Serious Reads: 'Pomodoro,' by David Gentilcore
The humble tomato figures heavily in cuisines worldwide. But no country holds the fruit so dear as Italy, whose sauces, canned products, and culinary pride depend upon tomato abundance. David Gentilcore takes us through the bumpy relationship between this cuisine and the tomato in Pomodoro!: A History of the Tomato in Italy.
Originally domesticated in South America, the tomato had a roundabout route to Italy. It arrived by way of England, where it was at first reviled. Indeed, many Brits thought the fruit was poisonous, and nutritional advice commanded exclusion of the tomato from one's diet. As the tomato traveled to Italy, its negative reputation followed.
The tide began to turn in the mid-seventeenth century, when doctors began recommending increased vegetable and fruit intake as part of a healthy diet. The tomato, though bitter at the time, began to be used for canning, sauces, and jams. Soon, the most popular usage of the tomato was as tomato paste—which allowed for easy enrichment of thin sauces and otherwise flavorless dishes.
The rise of canning in the 1800s led to a canned-tomato industry that really took off. International markets developed for Italian tomato varieties, especially within the United States. A burgeoning immigrant population in the States also led to increased demand for Italian tomato products overseas. These immigrants simultaneously piqued demand for pastas and other homeland staples.
Many of the dishes we term "Italian" today were actually invented in the US, by recent immigrants. In a land where pasta and meats were available every day, Italian-Americans developed new meat sauces, lasagnas, and other modern-day staples. And of course, none of these dishes would be possible without the usage of the tomato.
I have to say, this book was pretty unsatisfying. It provided a dictionary's worth of names of important Italians, and highlighted the minutia of tomato agriculture. But I felt as though the cultural and culinary narrative of the tomato was lost in all the unnecessary dates and figures. It lacked distinction of important turning points in the tomato's history, often backtracking and jumping around in time. Neither easily readable nor academically insightful, Pomodoro is not top on my list of recommended food reads.

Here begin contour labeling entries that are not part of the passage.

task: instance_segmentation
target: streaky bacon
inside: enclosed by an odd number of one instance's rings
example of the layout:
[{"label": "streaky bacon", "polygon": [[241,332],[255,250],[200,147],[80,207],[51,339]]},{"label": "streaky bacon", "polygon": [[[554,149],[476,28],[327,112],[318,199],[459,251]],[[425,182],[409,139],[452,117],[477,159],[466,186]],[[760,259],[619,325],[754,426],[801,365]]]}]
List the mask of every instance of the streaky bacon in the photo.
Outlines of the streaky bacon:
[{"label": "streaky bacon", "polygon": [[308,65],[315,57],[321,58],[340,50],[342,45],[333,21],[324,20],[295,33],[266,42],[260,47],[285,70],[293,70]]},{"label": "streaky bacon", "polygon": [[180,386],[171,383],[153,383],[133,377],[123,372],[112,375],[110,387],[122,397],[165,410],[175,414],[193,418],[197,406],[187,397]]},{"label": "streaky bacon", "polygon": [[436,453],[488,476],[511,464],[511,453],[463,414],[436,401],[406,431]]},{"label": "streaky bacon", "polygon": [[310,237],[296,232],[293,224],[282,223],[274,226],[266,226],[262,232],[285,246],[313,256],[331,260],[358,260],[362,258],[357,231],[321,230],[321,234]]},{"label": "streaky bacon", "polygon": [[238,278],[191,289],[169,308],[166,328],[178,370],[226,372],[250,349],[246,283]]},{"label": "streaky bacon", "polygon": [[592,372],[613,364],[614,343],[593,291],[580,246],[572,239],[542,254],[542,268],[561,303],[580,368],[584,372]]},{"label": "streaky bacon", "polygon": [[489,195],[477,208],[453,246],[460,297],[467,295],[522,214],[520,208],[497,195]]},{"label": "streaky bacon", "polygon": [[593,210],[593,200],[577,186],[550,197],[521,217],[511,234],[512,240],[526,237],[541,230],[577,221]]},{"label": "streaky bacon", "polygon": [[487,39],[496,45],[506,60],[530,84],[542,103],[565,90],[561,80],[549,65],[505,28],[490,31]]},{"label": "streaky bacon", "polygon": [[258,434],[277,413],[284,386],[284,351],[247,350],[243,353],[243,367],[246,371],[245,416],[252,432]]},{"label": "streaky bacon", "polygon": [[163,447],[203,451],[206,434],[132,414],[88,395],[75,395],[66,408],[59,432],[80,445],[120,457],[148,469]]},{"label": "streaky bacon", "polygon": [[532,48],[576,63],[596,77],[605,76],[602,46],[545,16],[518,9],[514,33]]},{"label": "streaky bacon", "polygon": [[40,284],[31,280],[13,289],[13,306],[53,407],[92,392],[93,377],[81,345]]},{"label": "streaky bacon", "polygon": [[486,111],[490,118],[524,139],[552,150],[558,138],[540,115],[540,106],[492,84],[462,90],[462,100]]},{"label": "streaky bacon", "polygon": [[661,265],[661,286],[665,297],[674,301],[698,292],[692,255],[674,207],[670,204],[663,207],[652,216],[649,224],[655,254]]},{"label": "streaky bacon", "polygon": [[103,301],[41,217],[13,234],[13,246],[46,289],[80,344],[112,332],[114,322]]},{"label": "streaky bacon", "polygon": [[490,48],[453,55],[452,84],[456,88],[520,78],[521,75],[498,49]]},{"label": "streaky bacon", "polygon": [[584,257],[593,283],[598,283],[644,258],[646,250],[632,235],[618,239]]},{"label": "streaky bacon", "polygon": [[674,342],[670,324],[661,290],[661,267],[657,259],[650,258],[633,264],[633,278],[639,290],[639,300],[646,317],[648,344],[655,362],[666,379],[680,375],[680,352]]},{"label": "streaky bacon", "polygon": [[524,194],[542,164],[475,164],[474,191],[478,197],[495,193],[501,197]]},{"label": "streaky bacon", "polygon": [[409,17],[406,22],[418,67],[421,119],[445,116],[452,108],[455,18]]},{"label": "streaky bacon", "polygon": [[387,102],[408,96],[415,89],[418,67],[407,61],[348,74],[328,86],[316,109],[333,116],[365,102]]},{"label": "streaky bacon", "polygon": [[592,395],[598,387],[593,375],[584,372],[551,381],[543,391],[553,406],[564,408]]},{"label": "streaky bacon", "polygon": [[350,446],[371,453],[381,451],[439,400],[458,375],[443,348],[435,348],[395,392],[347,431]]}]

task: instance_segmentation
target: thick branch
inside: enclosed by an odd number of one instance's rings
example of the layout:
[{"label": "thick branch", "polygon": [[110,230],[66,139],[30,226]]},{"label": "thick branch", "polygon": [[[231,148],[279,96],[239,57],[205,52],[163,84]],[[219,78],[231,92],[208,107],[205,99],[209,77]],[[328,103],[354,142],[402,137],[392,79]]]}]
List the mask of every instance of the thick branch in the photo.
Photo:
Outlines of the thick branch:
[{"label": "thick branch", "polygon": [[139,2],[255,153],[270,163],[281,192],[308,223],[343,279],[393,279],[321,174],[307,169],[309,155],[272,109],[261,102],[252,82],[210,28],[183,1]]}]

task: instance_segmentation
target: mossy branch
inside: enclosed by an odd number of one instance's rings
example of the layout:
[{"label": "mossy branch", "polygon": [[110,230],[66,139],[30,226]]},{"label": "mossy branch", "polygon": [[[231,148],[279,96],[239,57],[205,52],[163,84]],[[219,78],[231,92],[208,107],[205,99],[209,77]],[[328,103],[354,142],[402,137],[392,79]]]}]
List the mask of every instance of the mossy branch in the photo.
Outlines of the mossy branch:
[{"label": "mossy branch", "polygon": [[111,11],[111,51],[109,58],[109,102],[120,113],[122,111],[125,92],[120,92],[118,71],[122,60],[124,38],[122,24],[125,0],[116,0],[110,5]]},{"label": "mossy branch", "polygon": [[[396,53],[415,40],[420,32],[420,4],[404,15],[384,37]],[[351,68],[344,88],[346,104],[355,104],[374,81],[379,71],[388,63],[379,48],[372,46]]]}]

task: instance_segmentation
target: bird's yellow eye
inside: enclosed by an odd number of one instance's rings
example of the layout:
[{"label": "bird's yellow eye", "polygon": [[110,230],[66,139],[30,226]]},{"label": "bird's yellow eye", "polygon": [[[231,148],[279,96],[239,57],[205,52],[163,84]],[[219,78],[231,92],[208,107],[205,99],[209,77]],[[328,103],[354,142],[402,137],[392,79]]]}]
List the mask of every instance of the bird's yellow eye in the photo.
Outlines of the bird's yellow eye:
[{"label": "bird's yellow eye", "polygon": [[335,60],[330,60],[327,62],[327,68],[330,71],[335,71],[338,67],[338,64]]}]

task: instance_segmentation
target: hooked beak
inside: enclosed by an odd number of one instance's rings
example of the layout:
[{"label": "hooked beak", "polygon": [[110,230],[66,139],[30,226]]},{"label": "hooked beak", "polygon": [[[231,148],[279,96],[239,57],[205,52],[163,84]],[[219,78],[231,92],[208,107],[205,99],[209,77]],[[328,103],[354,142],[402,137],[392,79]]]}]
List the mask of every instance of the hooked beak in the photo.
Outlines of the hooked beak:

That being said, the tomato does have a fascinating global history that's worth exploring. Gentilcore perhaps overly restricted himself by staying within the boundaries of the fruit's Italian history. It is worth remembering that Italian cuisine as we know it in America is as much a product of immigration as tradition—and that the tomato was at the forefront of the country's culinary development, both at home and abroad.